Costa Rica : les évêques s’opposent au libre accès à la pilule du lendemain

18 Mai, 2021
Provenance: fsspx.news

La Conférence des évêques du Costa Rica (CECR) a exprimé sa consternation face à la décision du gouvernement de permettre à toutes les femmes qui le désirent, d’accéder à la « pilule du lendemain ». Un pas de plus vers la légalisation de l’avortement vient d’être franchi.

Le Costa Rica est souvent présenté comme l’une des démocraties les plus paisibles au monde. C’est oublier de dire qu’elle est devenue, au fil des années, l’une des plus progressistes : un comble pour un pays latin qui compte 62% de catholiques et 22% de protestants évangéliques.

Dernier épisode en date : la libéralisation de la pilule contraceptive dite « du lendemain », qui est désormais accessible gratuitement dans tous les établissements de soins du pays, par une décision du Fonds de sécurité sociale.
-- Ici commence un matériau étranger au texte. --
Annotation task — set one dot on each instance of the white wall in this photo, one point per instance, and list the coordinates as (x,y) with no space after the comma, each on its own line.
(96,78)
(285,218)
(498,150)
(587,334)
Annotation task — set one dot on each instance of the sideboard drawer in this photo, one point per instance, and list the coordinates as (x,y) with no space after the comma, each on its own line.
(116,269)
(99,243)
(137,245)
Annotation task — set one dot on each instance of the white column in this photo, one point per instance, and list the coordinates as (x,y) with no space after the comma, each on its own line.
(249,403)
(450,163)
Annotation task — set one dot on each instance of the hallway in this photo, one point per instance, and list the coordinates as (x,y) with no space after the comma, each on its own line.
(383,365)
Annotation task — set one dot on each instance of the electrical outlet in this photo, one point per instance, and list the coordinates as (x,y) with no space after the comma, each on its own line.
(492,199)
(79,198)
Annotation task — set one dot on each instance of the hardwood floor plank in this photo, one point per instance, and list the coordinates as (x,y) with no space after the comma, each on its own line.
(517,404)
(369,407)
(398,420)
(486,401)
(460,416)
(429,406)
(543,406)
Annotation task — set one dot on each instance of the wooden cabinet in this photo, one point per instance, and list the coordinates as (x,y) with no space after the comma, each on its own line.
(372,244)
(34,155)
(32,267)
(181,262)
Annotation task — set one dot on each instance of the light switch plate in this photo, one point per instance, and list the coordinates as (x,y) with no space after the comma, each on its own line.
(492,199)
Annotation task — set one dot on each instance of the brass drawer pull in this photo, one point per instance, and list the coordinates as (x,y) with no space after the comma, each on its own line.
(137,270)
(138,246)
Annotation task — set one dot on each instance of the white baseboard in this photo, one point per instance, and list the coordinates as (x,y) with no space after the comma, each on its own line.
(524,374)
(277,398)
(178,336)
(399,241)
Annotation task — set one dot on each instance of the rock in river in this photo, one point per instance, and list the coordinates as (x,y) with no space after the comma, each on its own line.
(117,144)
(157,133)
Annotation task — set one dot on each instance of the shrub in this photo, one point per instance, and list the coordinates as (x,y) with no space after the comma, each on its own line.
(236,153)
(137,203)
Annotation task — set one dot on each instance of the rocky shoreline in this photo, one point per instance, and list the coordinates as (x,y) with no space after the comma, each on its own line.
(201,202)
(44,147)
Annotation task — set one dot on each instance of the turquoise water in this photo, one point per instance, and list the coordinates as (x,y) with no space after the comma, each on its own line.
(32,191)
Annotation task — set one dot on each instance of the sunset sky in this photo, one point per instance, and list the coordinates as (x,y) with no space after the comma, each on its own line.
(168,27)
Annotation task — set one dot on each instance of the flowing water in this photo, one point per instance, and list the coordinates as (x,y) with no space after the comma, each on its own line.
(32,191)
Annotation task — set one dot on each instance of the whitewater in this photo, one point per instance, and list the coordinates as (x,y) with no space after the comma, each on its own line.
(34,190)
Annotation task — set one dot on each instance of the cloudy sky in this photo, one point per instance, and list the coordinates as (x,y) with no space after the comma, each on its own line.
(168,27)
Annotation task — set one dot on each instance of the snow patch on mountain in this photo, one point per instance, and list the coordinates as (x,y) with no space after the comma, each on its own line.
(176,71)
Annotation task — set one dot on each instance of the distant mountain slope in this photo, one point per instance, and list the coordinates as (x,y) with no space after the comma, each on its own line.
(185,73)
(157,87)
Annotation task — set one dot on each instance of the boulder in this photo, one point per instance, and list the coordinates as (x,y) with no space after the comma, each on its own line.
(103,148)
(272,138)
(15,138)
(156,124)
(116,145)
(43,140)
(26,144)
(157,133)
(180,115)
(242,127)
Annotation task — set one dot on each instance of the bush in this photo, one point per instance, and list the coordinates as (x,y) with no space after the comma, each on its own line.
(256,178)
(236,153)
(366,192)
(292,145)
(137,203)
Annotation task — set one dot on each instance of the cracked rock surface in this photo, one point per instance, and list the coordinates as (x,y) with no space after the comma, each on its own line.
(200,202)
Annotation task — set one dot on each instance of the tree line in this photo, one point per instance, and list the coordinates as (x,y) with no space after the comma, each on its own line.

Il faut noter à ce sujet, que la pilule du lendemain a, dans un certain nombre de cas, une action contragestive, autrement dit, elle empêche un ovule fécondé – donc un enfant – de se fixer dans l’utérus : il s’agit donc d’un avortement. Un communiqué de l’Académie pontificale pour la vie du 31 octobre 2000 a fait une utile mise au point à ce sujet.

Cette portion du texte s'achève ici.